Since their first employ, omics techniques have generated a significant amount of complex and voluminous data. These data are available on online databases. There are many mitochondrion-specific ones such as MitoCarta (Calvo et al., 2016), MITOMAP (Kogelnik et al., 1996), MitoMiner (Smith and Robinson, 2018), or HmtDB (Clima et al., 2017) that contain data on the mitochondrial genome and its variants. An exhaustive list of these databases is provided in Table 2.
However, the volume of data creates considerable challenges to enable meaningful conclusions to be drawn. To date, MITOMAP contains 14,431 mtDNA variants, MitoMiner and MitoCarta contain approximately 1,157 human and mouse genes encoding mitochondrial proteins. There are also databases associating clinical data or pathologies with genetic variants such as OMIM (Amberger et al., 2015), ClinVar, ClinVar (Landrum et al., 2013), Miner (Henrie et al., 2018), or HGMD (Stenson et al., 2017; Bris et al., 2018).
Other Public Omics Databases
Multi-omics data broadly cover the domains of “-omes” and can provide useful biological information at several levels and thus help to understand the mechanisms of pathologies, contribute to diagnosis, prognosis and potential therapeutic interventions (Urbanski et al., 2019). There are many examples of massive data production in specific applications for human diseases. Most of these projects are publicly funded and are collected in open access online databases (listed in Table 3). However, much of this data is either not used or not fully analyzed, creating a great disparity between the generation and use of data. Moreover, this huge amount of data does not translate into knowledge and it is not currently applied in clinical practice.

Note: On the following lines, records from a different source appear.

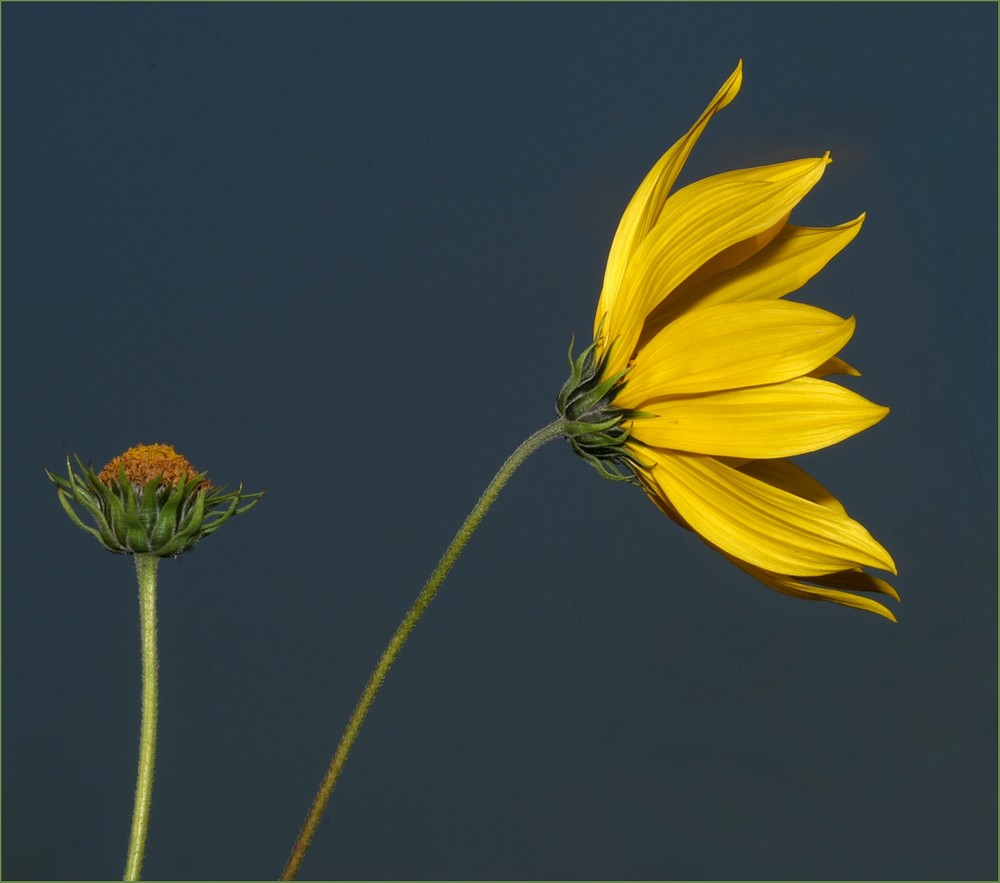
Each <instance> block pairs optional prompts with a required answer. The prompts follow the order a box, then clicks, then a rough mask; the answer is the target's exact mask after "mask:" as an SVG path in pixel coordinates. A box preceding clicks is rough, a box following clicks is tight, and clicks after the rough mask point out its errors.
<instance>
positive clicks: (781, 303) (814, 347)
mask: <svg viewBox="0 0 1000 883" xmlns="http://www.w3.org/2000/svg"><path fill="white" fill-rule="evenodd" d="M853 333H854V319H853V318H851V319H841V318H840V316H836V315H834V314H833V313H828V312H827V311H826V310H821V309H819V308H818V307H810V306H807V305H806V304H800V303H794V302H791V301H780V300H779V301H746V302H743V303H735V304H718V305H716V306H713V307H706V308H705V309H698V310H692V311H690V312H688V313H685V314H684V315H683V316H680V317H679V318H678V319H677V320H676V321H674V322H671V323H670V324H669V325H667V327H666V328H664V329H663V330H662V331H661V332H660V333H659V334H657V335H656V337H654V338H653V339H652V340H650V341H649V343H647V344H646V345H645V346H644V347H642V348H641V349H640V350H639V352H638V353H637V354H636V357H635V362H634V363H633V365H632V367H631V368H630V369H629V373H628V383H627V385H626V387H625V389H624V390H623V391H622V392H621V393H619V394H618V395H617V396H616V401H617V403H618V404H620V405H621V407H623V408H634V409H640V410H641V409H642V403H643V402H644V401H647V400H648V399H651V398H655V397H657V396H664V395H678V394H684V393H700V392H713V391H716V390H723V389H736V388H738V387H742V386H761V385H763V384H766V383H780V382H782V381H784V380H791V379H792V378H794V377H802V376H803V375H805V374H808V373H809V372H810V371H812V370H814V369H815V368H817V367H818V366H820V365H822V364H823V363H824V362H825V361H826V360H827V359H828V358H830V357H831V356H832V355H833V354H834V353H836V352H838V351H839V350H840V349H842V348H843V346H844V345H845V344H846V343H847V341H848V340H850V339H851V335H852V334H853Z"/></svg>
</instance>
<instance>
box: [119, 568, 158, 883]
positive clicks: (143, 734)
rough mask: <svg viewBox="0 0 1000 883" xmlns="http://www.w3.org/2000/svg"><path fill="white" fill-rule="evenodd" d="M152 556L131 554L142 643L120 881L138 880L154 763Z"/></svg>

Finding an appropriate method for data integration and interpretation is often complicated because the data are heterogeneous, large and composed of several variables. Although there are several methods for multi-omics analysis, choosing the most appropriate method for each dataset is quite difficult. To meet these needs, the development of a new classification of multi-omics analytical methods is fundamental.
The ERA of Multi-Omics
New Classification of Multi-Omics Integration Methods
Multi-omics methods are emerging as valuable tools for understanding the functioning of the mitochondria. Data integration is defined as a process by which data from different sources are combined statistically to make large-scale conclusions about a disease and to obtain a comprehensive view of biological processes. Omics integrative approaches increase the reliability of a biological discovery if it can be validated by concordant omics signatures (genomics, transcriptomics, and proteomics) (Maldonado et al., 2019).
The classification of methods for multi-omics integration is currently quite complex because each article proposes its own classification, making the choice of their use complicated. Subramanian et al. (2020) classify the different methods into six categories, but also into three different case studies to answer biological questions. Huang et al. (2017) detail integration methods by examining unsupervised, supervised, and semi-supervised algorithms. Rappoport and Shamir (2018) classified the methods into three categories: early, intermediate and late integration.
All these classifications are mainly based on the type of algorithm, making difficult to choose which method to use depending on the characteristics of the dataset. For this purpose, we propose a new classification with three categories based on the way the methods analyze the data: “feature selection,” “clustering,” and “fusion” (Figure 2, a list of methods belonging to each classification is reported in Table 4).
Figure 2. Classifications of multi-omics integration methods. (A) Structure of omics data before integration: each omics (OMIC N) correspond to a matrix with p lines (patients) and g, m, or s columns (features). (B–D) New classification of omics integration tools: “Feature selection,” “Clustering,” “Fusion methods,” (B) single omics are integrated together, then a step of features selection is employed; (C) clustering is done at single omics level, then clusters are integrated together; (D) single omics are directly integrated together.
Table 4. Non-exhaustive list of the main integration tools and methods grouped by the new classification and sorted by category, then by year and by decreasing number of citations.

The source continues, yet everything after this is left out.